Pandas Imprecise intervals/labels by pd.cut

Code Sample

import pandas as pd

x = [0, 1, 2, 3, 4]
res = pd.cut(x, (0, 2, 4), include_lowest=True)
print(res, '\n')

for val in res:
    print(repr(val))

Output

[(-0.001, 2.0], (-0.001, 2.0], (-0.001, 2.0], (2.0, 4.0], (2.0, 4.0]]
Categories (2, interval[float64]): [(-0.001, 2.0] < (2.0, 4.0]] 

Interval(-0.001, 2.0, closed='right')
Interval(-0.001, 2.0, closed='right')
Interval(-0.001, 2.0, closed='right')
Interval(2.0, 4.0, closed='right')
Interval(2.0, 4.0, closed='right')

Problem description

The correct cutting behaviour but the labels are awkward (given the input), they leak the internal adjustments used to do the cutting. The expected output has precise intervals/labels. This is a regression from the previous version 0.19.2.

Expected Output

[[0, 2], [0, 2], [0, 2], (2, 4], (2, 4]]
Categories (2, interval[int64]): [[0, 2] < (2, 4]]

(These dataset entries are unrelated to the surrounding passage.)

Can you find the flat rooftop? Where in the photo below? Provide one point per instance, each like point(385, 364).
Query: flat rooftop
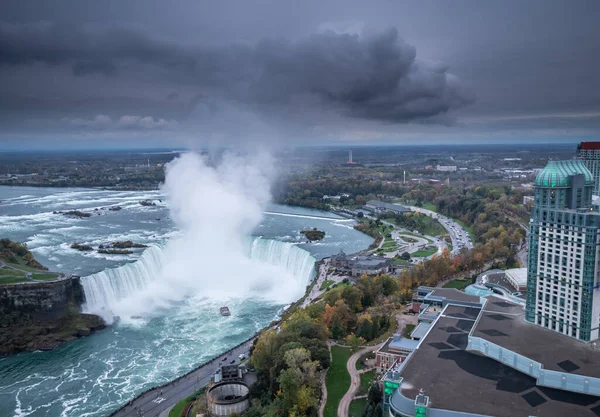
point(458, 380)
point(454, 294)
point(503, 323)
point(392, 346)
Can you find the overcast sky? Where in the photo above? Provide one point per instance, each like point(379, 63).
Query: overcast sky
point(190, 72)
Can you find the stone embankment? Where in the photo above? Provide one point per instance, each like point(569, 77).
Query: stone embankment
point(43, 315)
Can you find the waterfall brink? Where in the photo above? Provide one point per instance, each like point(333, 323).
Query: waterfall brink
point(296, 261)
point(105, 290)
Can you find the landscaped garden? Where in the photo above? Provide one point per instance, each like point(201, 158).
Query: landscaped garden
point(338, 379)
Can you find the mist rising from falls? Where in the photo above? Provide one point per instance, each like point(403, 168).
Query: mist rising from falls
point(106, 290)
point(216, 208)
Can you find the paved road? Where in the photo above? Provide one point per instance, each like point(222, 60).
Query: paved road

Interval(0, 2, closed='both')
Interval(0, 2, closed='both')
Interval(0, 2, closed='both')
Interval(2, 4, closed='right')
Interval(2, 4, closed='right')

Output of `pd.show_versions()`

INSTALLED VERSIONS ------------------ commit: None python: 3.6.1.final.0 python-bits: 64 OS: Linux OS-release: 4.9.6-gentoo-r1 machine: x86_64 processor: x86_64 byteorder: little LC_ALL: en_US.utf8 LANG: en_US.utf8 LOCALE: en_US.UTF-8 pandas: 0.20.1 pytest: 3.0.7 pip: 9.0.1 setuptools: 35.0.2 Cython: 0.25.2 numpy: 1.12.1 scipy: 0.19.0 xarray: None IPython: 6.0.0 sphinx: 1.5.5 patsy: 0.4.1 dateutil: 2.6.0 pytz: 2017.2 blosc: None bottleneck: None tables: None numexpr: 2.6.1 feather: None matplotlib: 2.0.1 openpyxl: None xlrd: None xlwt: None xlsxwriter: None lxml: None bs4: 4.5.3 html5lib: 0.999999999 sqlalchemy: None pymysql: None psycopg2: None jinja2: 2.9.6 s3fs: None pandas_gbq: None pandas_datareader: None

Comment From: has2k1

I have seen PR #15309, looked at the code for pd.cut and IntervalIndex, it is quiet thorny and it looks like the change in API for pd.cut is a by product of the difficult implementation. I have also discovered this:

pd.Categorical([pd.Interval(0, 2, 'both'), pd.Interval(2, 4, 'right')])
# ValueError: intervals must all be closed on the same side

So, the expected input posted above does not indicate an unknown issue. Also, the meaning of the right parameter has changed from this:

Indicates whether the bins include the *rightmost* edge or not.

to this:

Indicates whether the bins include the *right* edge or not.

So it seems like to get back the old (and still documentated) meaning, the vectors of the IntervalIndex type must be allowed to have intervals that are not all closed on the same side. This change need not be chaotic, the restriction could be narrowed to "internal invervals must all be closed on the same side".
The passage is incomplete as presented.